I am currently reading “The Coaching Process” by Cross and Lyle, in this they say there are two different treads to coaching, the Training Process and the Coaching Process, Training being the Physiological and Psychological aspects of training, as well as the application of scientific processes. The Coaching Process is the relationships, the management and how the training process is personalised.

So is Tomlins skill in the Training Process – that is also handled by the support staff, or is it his skill in the application of the coaching process?

Lyle and Cross also divide coaching into two different type – Elite and participation coaching, the participation coach is the Sunday League Junior Coach, the Guy who runs a small Judo class once a week where it is not about being the best it is about gaining and maintaining participation in the sport. However where do we differentiate between the two types in our coach education?

Is Tomlins just an Elite Head Coach or is he a participation coach – ensuring in his early coaching experiences players wanted to play for him, helping them manage Football and College life. How do the coaches running small judo clubs or Football teams recognise and encourage the skilled player who could become an elite performer? And how do they know when to say I can teach you know more?

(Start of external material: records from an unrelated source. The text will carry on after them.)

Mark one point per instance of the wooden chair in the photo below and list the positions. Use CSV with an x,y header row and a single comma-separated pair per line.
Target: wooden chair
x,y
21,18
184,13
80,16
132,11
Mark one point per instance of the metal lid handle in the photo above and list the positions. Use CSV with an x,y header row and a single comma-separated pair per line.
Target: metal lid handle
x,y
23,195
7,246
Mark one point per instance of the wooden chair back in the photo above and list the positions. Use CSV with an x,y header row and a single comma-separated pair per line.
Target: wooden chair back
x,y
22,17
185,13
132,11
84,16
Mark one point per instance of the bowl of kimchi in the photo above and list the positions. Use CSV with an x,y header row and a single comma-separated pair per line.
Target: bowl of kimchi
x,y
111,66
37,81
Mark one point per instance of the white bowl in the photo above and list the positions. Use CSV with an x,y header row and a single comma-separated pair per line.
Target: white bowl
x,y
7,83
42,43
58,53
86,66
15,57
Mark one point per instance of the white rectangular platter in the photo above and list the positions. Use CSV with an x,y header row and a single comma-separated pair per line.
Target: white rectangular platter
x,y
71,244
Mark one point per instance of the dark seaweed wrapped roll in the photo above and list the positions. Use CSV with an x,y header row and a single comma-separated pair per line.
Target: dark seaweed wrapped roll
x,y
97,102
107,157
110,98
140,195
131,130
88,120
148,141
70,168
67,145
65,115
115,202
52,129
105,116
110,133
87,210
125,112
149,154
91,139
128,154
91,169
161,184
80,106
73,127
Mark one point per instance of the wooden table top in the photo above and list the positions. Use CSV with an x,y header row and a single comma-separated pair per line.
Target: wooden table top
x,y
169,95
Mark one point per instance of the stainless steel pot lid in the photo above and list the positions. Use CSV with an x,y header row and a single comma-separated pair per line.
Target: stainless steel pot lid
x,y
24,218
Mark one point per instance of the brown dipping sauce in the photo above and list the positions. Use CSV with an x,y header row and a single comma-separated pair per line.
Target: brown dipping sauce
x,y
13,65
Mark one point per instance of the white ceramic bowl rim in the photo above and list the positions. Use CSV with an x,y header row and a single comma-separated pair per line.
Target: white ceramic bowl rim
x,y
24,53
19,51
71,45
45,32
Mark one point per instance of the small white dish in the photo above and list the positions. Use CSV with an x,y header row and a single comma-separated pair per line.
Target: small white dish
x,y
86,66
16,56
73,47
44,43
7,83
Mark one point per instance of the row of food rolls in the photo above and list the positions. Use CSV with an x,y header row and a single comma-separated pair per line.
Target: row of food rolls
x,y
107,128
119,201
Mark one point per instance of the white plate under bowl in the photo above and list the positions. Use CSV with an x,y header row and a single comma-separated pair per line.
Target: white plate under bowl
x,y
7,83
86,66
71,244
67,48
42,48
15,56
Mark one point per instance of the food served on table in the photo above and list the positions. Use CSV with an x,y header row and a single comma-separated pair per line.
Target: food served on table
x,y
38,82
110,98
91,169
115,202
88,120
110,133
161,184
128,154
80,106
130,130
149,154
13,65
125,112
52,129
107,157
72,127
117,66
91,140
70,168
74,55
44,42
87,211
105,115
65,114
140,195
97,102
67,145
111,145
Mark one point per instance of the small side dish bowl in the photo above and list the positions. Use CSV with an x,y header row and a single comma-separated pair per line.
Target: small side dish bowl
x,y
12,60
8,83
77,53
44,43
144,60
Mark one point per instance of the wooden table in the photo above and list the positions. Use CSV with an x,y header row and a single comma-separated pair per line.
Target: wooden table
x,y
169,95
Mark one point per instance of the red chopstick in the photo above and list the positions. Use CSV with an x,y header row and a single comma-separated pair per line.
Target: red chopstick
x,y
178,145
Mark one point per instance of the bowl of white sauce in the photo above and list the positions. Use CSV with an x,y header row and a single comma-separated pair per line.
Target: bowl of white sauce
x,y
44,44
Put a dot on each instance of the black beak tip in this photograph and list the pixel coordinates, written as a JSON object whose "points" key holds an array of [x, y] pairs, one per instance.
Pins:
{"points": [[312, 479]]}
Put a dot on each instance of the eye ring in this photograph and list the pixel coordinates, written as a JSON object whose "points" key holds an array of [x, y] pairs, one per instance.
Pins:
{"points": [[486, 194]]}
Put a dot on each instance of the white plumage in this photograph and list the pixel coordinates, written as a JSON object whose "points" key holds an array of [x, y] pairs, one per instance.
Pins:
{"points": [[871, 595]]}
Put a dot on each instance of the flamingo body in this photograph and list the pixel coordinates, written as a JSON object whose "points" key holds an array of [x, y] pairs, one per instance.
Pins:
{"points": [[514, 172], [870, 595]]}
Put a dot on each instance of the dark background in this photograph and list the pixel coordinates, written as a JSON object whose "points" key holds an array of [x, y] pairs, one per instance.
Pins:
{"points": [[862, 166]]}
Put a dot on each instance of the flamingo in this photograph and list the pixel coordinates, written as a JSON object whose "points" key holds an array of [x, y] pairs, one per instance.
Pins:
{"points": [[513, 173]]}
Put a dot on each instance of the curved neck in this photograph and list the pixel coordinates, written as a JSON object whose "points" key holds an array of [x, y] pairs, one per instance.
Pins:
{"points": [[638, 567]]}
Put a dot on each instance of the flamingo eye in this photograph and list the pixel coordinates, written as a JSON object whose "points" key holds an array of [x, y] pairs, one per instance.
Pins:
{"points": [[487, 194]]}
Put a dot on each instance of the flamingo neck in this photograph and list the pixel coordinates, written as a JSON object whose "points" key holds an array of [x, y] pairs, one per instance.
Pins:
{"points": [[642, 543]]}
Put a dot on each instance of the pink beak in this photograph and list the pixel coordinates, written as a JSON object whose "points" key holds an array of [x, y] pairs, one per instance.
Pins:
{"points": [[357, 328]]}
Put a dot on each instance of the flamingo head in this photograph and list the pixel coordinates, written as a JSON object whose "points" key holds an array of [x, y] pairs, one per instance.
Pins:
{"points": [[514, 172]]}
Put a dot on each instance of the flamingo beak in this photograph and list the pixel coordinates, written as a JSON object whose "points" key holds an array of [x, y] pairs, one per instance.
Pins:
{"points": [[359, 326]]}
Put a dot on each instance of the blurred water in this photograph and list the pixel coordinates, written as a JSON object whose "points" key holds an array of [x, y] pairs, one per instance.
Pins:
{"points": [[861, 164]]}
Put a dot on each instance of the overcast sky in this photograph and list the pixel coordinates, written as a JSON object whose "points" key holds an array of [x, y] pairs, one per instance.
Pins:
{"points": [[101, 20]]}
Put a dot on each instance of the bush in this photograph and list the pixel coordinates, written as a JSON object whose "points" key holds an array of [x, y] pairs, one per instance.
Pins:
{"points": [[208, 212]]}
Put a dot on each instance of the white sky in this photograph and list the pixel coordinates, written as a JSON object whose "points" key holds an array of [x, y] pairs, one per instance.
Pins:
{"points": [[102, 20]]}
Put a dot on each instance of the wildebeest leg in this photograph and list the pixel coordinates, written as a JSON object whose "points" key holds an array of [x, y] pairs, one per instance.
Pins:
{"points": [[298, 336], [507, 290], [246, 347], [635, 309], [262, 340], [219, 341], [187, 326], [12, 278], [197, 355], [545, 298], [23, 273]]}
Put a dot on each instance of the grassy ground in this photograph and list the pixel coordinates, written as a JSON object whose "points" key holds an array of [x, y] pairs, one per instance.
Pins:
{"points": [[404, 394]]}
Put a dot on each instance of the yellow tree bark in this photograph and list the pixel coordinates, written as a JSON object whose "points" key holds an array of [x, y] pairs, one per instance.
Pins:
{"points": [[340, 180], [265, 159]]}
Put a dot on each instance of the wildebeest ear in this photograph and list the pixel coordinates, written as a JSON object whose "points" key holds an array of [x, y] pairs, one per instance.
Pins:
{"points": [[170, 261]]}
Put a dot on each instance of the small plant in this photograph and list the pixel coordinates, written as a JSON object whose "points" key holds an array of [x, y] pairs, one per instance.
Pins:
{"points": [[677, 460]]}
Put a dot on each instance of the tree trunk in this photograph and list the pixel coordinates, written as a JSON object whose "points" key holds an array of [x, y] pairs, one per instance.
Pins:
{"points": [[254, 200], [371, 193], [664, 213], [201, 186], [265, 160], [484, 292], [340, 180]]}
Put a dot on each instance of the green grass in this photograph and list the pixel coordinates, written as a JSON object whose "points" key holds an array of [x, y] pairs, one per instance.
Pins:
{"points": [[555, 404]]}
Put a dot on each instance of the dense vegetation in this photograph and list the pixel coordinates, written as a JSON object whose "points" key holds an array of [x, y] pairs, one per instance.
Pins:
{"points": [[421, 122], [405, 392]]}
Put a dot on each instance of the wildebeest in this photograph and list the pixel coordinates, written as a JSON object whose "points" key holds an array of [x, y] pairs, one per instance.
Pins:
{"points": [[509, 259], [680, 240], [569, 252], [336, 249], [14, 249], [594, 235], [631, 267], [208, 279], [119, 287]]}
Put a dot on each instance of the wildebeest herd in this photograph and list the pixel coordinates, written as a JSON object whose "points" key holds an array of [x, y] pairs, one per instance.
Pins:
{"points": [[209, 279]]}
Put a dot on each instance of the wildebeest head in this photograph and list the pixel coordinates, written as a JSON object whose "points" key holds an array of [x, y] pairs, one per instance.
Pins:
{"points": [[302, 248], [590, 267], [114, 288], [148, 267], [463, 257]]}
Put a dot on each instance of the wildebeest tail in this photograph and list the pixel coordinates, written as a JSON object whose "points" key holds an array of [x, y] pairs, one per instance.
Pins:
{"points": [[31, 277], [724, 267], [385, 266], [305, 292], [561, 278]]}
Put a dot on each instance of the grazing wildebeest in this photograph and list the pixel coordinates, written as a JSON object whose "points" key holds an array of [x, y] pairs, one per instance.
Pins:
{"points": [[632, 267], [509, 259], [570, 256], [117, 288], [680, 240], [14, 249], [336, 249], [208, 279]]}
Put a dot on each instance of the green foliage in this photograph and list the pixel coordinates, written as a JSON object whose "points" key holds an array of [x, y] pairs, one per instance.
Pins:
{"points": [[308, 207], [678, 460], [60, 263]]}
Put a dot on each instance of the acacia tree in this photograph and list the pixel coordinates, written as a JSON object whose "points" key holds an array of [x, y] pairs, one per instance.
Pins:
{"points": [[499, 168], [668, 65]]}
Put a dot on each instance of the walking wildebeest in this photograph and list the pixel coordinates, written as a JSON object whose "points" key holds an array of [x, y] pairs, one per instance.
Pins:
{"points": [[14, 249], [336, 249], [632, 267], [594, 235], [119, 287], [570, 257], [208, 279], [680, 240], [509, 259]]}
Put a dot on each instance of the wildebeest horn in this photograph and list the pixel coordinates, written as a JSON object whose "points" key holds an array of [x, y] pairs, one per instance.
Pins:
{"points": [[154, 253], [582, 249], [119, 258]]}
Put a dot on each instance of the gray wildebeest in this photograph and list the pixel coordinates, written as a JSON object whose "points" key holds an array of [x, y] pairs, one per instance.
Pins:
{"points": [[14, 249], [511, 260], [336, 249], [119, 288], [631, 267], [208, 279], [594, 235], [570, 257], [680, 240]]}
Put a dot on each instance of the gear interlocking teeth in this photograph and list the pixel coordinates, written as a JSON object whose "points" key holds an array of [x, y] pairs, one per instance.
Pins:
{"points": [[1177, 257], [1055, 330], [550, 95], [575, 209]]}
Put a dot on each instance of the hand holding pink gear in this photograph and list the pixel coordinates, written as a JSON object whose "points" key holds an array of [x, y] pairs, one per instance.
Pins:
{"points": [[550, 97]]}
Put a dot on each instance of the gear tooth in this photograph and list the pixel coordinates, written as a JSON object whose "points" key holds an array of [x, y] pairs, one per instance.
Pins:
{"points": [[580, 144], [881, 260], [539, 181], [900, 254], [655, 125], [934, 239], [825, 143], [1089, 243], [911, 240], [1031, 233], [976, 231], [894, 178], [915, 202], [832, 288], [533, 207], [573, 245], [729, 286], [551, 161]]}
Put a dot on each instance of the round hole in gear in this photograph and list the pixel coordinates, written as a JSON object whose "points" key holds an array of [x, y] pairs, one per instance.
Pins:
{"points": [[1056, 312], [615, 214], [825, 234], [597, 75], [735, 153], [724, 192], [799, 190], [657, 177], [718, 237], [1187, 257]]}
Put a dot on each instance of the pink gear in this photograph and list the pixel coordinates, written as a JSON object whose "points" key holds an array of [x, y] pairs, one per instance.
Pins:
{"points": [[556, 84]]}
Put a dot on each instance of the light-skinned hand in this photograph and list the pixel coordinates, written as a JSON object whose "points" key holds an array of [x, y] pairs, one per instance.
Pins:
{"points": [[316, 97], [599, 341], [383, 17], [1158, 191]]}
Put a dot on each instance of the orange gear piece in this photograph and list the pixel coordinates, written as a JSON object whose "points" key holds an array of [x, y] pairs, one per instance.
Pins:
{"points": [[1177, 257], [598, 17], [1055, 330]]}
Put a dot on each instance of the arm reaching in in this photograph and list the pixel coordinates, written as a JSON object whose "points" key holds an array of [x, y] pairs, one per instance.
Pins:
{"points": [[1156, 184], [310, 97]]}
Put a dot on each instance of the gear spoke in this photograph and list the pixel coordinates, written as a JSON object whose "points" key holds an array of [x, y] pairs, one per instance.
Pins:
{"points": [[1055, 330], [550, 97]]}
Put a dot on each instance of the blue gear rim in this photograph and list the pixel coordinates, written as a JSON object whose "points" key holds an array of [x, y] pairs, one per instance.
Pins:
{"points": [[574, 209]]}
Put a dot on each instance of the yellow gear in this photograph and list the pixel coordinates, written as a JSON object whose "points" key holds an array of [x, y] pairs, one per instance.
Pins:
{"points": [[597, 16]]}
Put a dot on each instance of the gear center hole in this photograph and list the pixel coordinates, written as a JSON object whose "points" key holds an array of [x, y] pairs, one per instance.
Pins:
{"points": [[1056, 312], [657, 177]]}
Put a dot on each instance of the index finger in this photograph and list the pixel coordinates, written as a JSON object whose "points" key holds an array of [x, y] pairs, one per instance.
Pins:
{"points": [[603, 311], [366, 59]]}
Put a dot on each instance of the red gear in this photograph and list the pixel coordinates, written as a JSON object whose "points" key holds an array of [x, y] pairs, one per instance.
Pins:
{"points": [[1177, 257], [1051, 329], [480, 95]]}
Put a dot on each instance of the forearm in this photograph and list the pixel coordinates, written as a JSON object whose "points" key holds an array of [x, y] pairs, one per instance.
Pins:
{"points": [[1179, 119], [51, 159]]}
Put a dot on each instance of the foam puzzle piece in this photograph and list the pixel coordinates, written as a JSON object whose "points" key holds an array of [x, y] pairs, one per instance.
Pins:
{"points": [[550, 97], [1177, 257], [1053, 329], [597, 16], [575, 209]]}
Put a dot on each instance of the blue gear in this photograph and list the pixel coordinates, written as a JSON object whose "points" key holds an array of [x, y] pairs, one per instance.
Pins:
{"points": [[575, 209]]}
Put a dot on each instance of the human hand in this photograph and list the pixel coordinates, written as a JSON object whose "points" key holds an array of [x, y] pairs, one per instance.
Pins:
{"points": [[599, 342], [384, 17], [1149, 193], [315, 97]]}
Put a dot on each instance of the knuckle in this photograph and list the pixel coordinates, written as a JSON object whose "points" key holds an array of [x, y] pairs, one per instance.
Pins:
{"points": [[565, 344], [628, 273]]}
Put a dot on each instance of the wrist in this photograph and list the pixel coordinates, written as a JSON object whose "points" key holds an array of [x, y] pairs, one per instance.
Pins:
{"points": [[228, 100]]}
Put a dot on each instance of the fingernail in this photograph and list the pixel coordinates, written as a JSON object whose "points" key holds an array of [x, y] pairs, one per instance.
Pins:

Part of the job of a coach is to reflect on his own performance and that of his players and acknowledge when they are wrong and when things work, and then strive to improve. Coaching is a development process for both the player the team and the coach......the problem is coaches don’t know it ....but I am sure that Mike Tomlin will wake up today with a new ring on his finger, and a place in the history books and that over the next few weeks he will review the game, and ALL his decisions trying to work out what worked and why and what didn’t work because next season it starts all over again.

I hope we can explore the differences in Performance and Participation coaching.